The isolation of the Kurdish revolutionaries is made more complete by the antagonism of the Iranian government, which, while hardly sympathetic to the western world view, shares America’s opposition to anything remotely socialist, and Turkey’s opposition to any growth of Kurdish autonomy. On Monday, a commander of the Islamic Revolution Guards Corps warned of imminent ‘decisive and crushing’ attacks on the armed opposition groups who have set up bases in the KRI, and early Thursday morning Iranian drones hit a Kurdistan Democratic Party of Iran base in Bradost. The Kurdistan Free Life Party (PJAK), the Iranian group that follows Öcalan’s philosophy, is also in Iran’s sights.

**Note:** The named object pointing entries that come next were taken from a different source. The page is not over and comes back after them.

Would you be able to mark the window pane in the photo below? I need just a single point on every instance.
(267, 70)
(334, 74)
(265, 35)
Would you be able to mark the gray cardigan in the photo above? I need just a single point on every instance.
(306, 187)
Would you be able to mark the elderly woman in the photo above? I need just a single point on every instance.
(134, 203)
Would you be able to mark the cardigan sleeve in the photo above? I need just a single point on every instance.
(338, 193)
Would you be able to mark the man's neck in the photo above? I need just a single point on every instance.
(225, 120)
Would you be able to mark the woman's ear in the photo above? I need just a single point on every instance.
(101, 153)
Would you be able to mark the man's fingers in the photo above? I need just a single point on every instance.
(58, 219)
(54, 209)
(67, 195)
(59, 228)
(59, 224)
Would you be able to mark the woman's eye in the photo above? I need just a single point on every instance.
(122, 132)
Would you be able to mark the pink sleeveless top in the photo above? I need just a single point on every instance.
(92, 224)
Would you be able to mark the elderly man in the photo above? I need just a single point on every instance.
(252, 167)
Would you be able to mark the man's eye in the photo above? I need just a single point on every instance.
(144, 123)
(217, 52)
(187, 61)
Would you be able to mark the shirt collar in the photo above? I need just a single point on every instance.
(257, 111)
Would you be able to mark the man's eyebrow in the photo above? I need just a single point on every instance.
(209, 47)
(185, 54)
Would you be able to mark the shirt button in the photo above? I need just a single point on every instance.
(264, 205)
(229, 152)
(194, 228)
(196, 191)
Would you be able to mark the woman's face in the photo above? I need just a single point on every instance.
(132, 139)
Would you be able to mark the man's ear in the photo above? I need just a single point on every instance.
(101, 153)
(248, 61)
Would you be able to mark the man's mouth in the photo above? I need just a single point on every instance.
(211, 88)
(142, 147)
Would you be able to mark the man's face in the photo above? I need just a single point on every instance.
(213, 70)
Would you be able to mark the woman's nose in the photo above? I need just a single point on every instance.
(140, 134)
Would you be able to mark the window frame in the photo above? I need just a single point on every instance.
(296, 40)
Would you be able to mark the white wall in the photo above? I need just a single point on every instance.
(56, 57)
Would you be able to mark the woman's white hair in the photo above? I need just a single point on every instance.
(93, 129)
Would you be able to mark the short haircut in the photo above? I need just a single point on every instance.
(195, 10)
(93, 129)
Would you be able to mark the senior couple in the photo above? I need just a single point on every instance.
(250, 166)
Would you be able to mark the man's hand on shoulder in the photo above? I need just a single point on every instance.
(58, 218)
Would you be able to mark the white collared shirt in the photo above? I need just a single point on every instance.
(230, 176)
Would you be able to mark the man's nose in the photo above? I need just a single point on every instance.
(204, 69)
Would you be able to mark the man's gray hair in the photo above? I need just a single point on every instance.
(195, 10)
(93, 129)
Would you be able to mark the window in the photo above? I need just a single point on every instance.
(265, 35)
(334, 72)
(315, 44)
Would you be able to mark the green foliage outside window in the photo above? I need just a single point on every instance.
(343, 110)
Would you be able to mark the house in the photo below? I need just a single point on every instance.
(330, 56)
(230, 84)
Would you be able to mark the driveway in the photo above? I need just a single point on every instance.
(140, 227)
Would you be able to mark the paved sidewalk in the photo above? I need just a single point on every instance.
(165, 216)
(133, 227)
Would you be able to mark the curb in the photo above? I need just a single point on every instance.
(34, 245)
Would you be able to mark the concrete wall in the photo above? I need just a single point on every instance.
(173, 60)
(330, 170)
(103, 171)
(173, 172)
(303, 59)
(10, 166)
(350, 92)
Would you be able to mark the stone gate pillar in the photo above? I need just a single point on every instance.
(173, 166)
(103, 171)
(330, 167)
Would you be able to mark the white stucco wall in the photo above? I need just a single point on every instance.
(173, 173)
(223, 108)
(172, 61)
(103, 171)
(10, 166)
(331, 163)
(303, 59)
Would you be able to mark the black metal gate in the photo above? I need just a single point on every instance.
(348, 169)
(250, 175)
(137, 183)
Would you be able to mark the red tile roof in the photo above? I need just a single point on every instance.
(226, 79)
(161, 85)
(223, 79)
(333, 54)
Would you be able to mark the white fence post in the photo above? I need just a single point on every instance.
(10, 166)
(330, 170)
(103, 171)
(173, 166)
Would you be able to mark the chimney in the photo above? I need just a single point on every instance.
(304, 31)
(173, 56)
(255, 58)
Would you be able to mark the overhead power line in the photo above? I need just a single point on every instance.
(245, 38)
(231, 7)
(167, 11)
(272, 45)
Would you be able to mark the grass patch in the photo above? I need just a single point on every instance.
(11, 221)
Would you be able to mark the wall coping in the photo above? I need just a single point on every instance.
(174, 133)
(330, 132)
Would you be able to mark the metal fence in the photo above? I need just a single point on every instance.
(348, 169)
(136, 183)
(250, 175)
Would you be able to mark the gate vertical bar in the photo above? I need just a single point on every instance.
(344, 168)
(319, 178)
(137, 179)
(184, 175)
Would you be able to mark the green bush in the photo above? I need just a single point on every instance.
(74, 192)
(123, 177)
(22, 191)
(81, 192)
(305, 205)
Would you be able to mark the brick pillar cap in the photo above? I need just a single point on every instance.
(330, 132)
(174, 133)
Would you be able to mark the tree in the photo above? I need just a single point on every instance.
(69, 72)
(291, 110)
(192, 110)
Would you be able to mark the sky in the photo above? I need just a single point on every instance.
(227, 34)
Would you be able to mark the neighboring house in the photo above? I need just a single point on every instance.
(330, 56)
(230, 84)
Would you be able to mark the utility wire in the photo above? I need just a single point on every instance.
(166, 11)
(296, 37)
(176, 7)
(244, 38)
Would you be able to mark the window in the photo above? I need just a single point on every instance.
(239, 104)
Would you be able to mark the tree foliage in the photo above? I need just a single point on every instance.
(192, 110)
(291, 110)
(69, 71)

While I have concentrated here on the situation in Iraq, the same cold war perspective explains international responses to events in Turkey and in Syria – or often the lack of responses. Turkey is a strategically important NATO ally, so, even as its government tramples over rights and freedoms, opposition groups struggle to get an international hearing. When that opposition comes from the political left and shares an ideology with the PKK, then support is limited to other left groups.
In North and East Syria, the US tries to negotiate a greater role for groups that are close to the Barzanis’ KDP and who oppose the region’s radical democratic structures. They exploit the desire for peace and Kurdish unity to try and dilute the social system that has made the Rojava revolution an inspiration to people everywhere.
The Kurdish freedom movement is under attack because it is recognised as a threat to the capitalist world order. It challenges the system that is destroying our planet, and it offers a path towards an alternative. While it attracts the ire of governments who defend the status quo, it has to be welcomed and supported by those who look for a better future. The cold war has frozen out hope for much too long.